Quero, uma vez mais, os dias ocupados com trabalho, as noites nas ruas, de preferência que não sejam as da minha cidade, a viver, a ver gente que passa, a escrever ou a desenhar, na mesa de um café ou de um qualquer bar de esquina. A sensação de caça, de perigo interminável, de existência... 

Quero largar-me no meu Fado, espraiar-me na minha essência, beijar o luar. 

 

Palavras que, na sua maioria, soam a bonito, mas que mantém a verdade. Palavras que tento manter cuidadas, acariciar e acarinhar, enquanto as deposito no papel ou no ecrã, sem negar a treva da vida. 

 

Procuro-me. 

Ando sempre à procura de mim mesmo, sem entender que já encontrei o meu ser. A minha essência. 

Ando sempre à procura de qualquer coisa, de qualquer traço meu, sem me aperceber que sou parte do mar, que venero, ou da vastidão do Universo, do qual tenho um vislumbre a céu aberto e sem luzes artificiais, das músicas que amo, mesmo que ninguém saiba que as amo. 

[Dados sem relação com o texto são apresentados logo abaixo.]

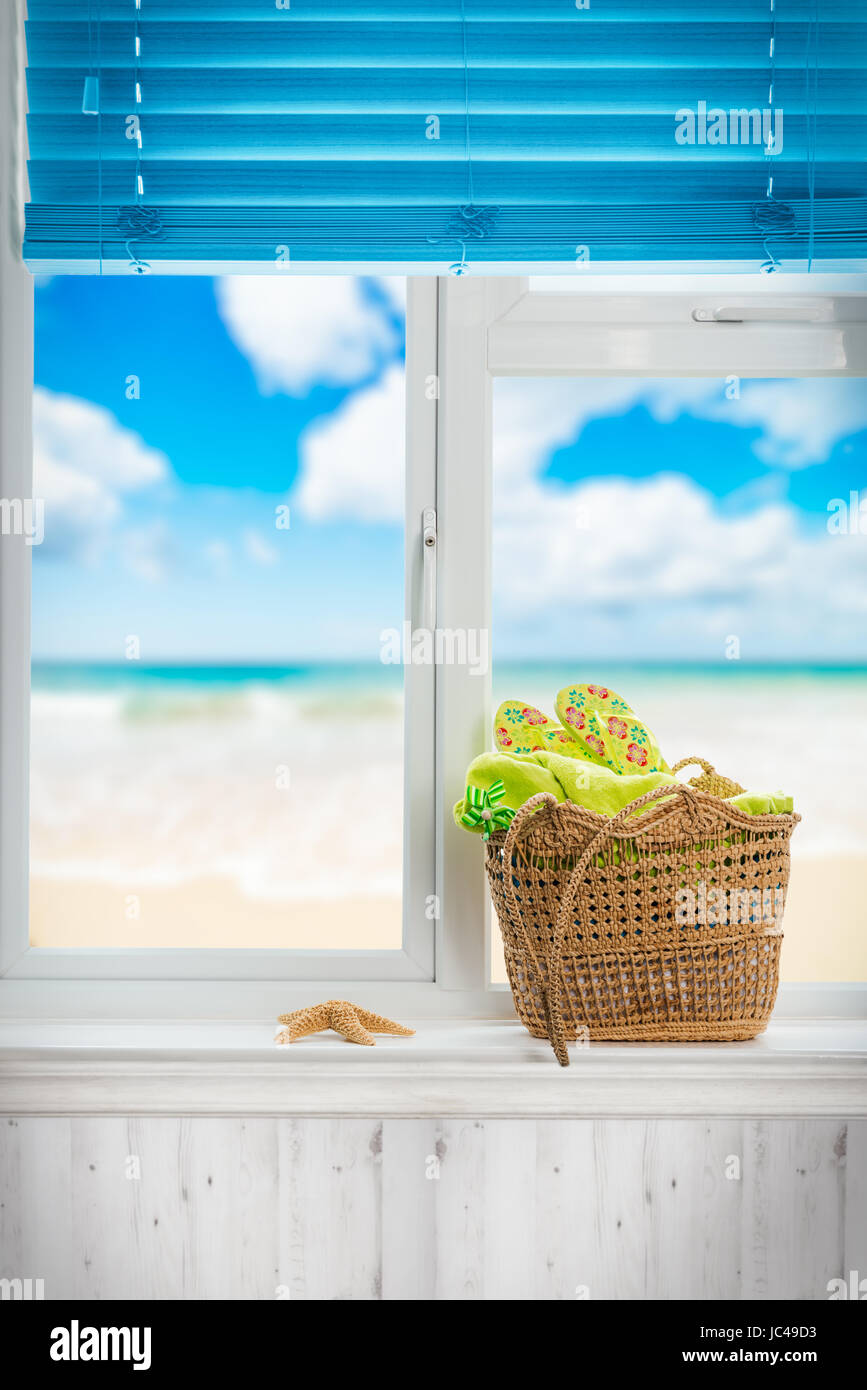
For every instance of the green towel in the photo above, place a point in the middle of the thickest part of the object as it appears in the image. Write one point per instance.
(585, 784)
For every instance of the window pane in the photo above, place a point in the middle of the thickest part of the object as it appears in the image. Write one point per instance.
(700, 546)
(217, 747)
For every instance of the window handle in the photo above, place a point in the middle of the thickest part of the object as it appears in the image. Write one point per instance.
(428, 544)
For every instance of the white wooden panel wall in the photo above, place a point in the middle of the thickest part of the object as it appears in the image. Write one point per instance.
(418, 1208)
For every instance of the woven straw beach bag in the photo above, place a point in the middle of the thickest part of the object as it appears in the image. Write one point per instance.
(655, 927)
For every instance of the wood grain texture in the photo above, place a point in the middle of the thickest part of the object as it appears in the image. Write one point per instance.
(432, 1209)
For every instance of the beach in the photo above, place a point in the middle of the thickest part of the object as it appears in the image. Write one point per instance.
(261, 808)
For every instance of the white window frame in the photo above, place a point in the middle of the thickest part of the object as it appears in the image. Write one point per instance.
(505, 327)
(463, 332)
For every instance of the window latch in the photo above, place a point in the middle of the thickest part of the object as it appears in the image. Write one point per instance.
(428, 545)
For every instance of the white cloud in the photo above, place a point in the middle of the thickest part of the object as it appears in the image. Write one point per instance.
(352, 462)
(218, 555)
(259, 549)
(799, 421)
(302, 331)
(84, 462)
(149, 552)
(657, 549)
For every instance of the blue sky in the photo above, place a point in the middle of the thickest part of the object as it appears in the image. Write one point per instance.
(631, 517)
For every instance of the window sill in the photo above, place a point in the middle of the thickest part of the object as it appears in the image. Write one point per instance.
(480, 1068)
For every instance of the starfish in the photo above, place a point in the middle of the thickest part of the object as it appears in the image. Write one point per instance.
(356, 1025)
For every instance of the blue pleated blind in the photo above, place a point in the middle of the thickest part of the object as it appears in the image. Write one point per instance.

Ando sempre à procura, sem ter noção de nunca perdi. E é isso que me faz sentir tão perdido. 

 

Admiro a coragem de muita gente, sem me aperceber da minha própria coragem, da minha vivência e sobrevivência. 

Desejo certas pessoas, sem recordar-me daquelas que já possuí. Desejei, possuir, desejei mais e outras... Não receio. Não receio já, este caminho, embora procure uma boa definição, que mantenha anonimato, da minha essência. 

 

Então, acho que é necessário sair. Sair por aí, beber, fumar, ver as pessoas que passam, os carros que não páram, sentir a brisa da noite a beijar a minha pele com o mesmo amor com que beija a fachada antiga dos prédios. Acho que é preciso sentir... Sentir muito, viver o nosso Fado.

 

Cada um é para o que nasce. 

E algumas nascem da treva, para o que são.